Summary:
- Classic settings, i.e. deep networks with convolutional layers and large batch sizes, almost always have backward-forward FLOP ratios close to 2:1.
- Depending on the following criteria we can encounter ratios between 1:1 and 3:1
- Type of layer: Passes through linear layers have as many FLOP as they use to do weight updates. Convolutional layers have many more FLOP for passes than for weight updates. Therefore, in CNNs, FLOP for weight updates basically play no role.
- Batch size: Weights are updated after the gradients of the batch have been aggregated. Thus, FLOP for passes increase with batch size but stay constant for weight updates.
- Depth: The first layer has a backward-forward ratio of 1:1 while all others have 2:1. Therefore, the overall ratio is influenced by the fraction of FLOP in first vs. FLOP in other layers.
- We assume the network is being optimized by stochastic gradient descent (w += ɑ⋅dw) and count the weight update as part of the backward pass. Other optimizers would imply different FLOP counts and could create ratios even larger than 3:1 for niche settings (see appendix B). However, the ratio of 2:1 in the classic setting (see point 1) should still hold even when you use momentum or Adam.

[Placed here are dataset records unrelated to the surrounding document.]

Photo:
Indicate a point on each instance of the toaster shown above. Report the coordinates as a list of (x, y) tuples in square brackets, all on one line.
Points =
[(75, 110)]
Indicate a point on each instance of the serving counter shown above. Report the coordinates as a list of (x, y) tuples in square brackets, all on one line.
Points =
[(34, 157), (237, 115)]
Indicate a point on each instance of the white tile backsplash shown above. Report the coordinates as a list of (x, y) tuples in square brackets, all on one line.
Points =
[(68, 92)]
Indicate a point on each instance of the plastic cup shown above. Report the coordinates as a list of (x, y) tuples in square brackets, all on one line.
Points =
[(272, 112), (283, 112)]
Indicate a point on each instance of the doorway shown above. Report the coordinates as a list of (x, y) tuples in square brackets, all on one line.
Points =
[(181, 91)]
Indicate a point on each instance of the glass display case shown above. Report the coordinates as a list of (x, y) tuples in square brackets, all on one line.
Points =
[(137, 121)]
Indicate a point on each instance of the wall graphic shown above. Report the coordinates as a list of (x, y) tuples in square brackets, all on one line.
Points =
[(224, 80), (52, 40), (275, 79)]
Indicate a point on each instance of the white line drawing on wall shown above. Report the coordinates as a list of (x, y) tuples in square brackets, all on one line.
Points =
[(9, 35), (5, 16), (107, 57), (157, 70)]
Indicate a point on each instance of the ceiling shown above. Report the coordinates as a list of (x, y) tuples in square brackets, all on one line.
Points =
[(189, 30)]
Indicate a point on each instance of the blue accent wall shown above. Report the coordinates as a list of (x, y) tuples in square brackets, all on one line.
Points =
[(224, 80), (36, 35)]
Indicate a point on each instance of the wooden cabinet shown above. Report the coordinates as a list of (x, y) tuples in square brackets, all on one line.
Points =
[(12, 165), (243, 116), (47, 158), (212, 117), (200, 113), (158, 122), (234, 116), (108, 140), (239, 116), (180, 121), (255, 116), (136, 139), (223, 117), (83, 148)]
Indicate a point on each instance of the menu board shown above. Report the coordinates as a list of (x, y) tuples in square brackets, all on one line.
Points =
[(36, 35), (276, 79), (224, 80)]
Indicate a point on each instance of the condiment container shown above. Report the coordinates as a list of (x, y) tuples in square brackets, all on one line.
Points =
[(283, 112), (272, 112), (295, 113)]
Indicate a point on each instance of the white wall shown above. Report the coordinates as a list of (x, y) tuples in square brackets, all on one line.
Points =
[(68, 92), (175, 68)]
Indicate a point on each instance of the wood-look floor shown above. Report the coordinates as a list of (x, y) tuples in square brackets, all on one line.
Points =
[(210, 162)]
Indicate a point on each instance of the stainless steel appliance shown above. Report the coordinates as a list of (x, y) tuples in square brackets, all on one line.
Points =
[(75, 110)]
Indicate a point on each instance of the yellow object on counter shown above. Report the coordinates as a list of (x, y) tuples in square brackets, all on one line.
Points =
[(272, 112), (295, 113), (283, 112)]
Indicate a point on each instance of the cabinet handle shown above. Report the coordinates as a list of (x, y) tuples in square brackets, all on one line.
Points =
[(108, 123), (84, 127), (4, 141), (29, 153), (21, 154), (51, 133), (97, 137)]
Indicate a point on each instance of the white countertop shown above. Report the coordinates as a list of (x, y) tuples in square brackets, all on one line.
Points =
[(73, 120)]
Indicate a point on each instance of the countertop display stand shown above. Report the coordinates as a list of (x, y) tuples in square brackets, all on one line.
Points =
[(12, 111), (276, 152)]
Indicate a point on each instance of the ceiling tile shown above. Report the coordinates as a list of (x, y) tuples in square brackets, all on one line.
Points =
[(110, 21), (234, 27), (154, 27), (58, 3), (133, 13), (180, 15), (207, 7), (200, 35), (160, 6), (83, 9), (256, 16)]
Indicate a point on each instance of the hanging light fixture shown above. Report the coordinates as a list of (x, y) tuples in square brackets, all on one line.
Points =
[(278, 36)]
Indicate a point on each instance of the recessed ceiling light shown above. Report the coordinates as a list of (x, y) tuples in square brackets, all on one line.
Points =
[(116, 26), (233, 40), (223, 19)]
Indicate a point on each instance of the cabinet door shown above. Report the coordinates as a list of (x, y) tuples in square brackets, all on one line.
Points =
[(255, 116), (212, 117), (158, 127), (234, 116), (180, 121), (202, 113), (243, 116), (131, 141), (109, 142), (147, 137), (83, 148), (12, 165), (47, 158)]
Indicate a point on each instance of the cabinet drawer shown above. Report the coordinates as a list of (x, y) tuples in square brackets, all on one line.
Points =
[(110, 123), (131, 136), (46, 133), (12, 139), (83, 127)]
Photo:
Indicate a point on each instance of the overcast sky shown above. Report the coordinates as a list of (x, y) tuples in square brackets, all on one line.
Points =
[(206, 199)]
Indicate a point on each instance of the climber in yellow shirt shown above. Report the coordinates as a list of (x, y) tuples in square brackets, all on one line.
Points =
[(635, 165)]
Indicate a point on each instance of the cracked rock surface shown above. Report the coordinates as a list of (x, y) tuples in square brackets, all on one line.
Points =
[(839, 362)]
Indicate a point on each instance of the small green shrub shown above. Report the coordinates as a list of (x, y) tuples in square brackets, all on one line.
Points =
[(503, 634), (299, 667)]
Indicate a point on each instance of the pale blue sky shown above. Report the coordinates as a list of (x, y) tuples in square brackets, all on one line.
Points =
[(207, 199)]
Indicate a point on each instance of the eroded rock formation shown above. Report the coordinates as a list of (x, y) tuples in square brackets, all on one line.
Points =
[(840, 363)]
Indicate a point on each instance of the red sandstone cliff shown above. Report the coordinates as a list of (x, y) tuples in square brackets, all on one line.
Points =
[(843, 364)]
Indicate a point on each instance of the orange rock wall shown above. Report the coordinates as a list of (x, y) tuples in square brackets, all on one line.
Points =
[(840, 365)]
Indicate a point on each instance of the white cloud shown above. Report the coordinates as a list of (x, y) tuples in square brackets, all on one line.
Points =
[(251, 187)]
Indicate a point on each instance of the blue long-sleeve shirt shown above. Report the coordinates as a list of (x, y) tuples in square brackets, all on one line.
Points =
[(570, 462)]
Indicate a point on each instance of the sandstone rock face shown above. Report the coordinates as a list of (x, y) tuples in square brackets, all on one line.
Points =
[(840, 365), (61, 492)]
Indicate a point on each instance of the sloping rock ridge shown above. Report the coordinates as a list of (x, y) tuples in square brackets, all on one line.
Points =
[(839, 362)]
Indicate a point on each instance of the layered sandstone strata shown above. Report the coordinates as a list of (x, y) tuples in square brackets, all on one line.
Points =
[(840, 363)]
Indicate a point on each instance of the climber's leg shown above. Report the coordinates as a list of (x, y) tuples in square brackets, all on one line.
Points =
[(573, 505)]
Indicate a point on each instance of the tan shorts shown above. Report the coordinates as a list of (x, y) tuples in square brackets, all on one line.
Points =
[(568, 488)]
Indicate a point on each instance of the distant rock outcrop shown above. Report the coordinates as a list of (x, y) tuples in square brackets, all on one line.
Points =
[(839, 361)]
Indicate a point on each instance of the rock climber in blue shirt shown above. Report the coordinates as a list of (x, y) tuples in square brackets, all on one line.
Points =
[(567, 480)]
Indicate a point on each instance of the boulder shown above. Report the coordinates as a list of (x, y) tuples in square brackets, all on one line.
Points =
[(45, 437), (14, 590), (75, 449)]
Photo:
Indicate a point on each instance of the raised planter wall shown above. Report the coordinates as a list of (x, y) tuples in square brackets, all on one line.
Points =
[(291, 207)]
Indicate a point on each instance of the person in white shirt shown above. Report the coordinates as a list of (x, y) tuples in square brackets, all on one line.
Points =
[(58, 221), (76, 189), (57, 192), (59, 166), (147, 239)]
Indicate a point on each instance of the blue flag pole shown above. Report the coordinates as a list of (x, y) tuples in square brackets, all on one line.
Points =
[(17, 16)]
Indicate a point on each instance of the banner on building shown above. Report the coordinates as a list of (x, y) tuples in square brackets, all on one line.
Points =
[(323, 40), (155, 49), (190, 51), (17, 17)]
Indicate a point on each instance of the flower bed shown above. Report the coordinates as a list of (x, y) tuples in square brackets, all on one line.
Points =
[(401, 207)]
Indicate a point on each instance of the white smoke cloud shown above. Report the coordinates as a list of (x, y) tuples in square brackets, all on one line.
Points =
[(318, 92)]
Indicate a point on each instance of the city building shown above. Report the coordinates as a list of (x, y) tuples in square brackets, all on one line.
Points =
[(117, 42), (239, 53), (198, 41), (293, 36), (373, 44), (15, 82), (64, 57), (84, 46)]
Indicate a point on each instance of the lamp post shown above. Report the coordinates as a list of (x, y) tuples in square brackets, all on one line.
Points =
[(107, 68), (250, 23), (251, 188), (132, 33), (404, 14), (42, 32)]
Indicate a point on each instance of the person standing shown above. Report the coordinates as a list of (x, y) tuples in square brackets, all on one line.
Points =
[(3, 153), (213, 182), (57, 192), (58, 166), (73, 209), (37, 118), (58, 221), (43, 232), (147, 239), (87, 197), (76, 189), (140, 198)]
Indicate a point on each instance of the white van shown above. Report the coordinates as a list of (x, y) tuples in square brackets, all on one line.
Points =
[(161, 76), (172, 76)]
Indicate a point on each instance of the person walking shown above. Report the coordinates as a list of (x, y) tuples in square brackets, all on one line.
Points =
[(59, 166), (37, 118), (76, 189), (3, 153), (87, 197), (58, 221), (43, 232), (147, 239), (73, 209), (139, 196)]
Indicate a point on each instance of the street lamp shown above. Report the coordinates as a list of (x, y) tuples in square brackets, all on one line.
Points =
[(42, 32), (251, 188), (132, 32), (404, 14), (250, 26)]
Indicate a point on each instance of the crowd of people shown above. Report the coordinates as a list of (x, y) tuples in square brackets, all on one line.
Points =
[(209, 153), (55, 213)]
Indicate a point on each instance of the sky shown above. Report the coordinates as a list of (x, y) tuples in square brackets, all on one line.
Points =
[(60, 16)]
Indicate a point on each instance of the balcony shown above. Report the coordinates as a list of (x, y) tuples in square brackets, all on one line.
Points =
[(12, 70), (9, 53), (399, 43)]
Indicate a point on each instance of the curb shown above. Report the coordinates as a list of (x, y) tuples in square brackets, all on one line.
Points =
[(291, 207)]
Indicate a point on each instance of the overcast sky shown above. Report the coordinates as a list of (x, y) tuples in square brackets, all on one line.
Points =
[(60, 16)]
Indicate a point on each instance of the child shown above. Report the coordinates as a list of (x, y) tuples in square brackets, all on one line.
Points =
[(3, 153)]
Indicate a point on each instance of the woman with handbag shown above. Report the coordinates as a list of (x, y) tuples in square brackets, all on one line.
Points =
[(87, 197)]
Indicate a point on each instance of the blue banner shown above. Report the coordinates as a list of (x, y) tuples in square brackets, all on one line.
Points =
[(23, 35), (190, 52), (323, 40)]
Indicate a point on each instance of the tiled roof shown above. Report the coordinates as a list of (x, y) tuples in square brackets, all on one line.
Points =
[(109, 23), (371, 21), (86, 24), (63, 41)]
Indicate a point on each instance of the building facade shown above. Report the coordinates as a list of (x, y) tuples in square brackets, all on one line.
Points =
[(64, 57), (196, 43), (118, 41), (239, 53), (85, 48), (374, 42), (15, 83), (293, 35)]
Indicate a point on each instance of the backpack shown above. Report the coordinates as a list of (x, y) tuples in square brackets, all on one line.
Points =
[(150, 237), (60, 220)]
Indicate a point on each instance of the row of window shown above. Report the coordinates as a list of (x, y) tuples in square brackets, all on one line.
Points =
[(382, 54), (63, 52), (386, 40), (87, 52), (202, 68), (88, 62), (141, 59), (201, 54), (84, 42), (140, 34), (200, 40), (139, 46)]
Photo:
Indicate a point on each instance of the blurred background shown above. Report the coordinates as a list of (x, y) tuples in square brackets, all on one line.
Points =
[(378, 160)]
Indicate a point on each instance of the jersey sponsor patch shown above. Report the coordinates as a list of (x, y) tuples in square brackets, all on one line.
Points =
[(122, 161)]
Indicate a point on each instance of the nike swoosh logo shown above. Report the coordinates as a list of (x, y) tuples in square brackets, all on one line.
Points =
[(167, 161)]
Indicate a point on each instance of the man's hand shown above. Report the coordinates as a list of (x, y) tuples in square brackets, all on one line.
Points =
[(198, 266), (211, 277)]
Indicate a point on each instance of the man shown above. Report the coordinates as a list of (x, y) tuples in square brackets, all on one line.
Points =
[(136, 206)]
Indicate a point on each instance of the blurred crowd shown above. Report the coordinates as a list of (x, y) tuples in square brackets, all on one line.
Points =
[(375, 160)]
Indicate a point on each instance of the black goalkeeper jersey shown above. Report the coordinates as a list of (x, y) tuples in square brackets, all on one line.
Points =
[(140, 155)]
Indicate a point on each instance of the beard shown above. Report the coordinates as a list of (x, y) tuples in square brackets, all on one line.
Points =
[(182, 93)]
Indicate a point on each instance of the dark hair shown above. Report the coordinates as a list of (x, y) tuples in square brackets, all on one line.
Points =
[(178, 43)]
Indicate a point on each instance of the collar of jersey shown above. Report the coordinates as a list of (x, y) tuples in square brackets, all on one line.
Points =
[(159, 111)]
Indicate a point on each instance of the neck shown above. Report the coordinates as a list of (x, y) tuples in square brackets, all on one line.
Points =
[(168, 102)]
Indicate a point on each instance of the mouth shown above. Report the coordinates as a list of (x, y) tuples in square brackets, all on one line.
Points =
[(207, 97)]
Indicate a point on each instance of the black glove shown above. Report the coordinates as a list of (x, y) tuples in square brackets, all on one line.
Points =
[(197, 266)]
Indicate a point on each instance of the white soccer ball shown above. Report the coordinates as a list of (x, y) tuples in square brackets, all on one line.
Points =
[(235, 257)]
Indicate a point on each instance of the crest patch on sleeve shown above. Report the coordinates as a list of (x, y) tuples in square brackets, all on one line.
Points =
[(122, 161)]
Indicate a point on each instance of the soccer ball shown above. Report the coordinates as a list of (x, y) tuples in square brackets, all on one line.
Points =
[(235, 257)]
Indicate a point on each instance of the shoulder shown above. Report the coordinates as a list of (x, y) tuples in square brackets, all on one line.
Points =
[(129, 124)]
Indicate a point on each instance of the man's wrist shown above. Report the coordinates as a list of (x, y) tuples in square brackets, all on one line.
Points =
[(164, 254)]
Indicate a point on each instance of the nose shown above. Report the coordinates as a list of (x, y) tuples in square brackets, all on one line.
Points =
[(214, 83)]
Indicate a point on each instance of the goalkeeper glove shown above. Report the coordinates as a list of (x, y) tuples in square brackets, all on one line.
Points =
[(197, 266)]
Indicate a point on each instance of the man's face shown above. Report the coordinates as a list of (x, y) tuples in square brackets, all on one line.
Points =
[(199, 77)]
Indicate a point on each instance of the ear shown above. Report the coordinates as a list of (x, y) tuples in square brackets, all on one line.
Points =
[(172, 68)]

Compute-intensity of the weight update | Most compute-intensive layers | Backward-forward ratio |
Large batch size OR compute-intensive convolutional layer | First layer | 1:1 |
Other layers | 2:1 | |
Small batch size AND no compute-intensive convolutional layers | First layer | |
Other layers | 3:1 |
Introduction:
How many more floating-point operations (FLOP) does it take to compute a backward pass than a forward pass in a neural network? We call this the backward-forward FLOP ratio.
This ratio is useful to estimate the total amount of training compute from the forward compute; something we are interested in the context of our study of Parameter, Compute and Data Trends in Machine Learning.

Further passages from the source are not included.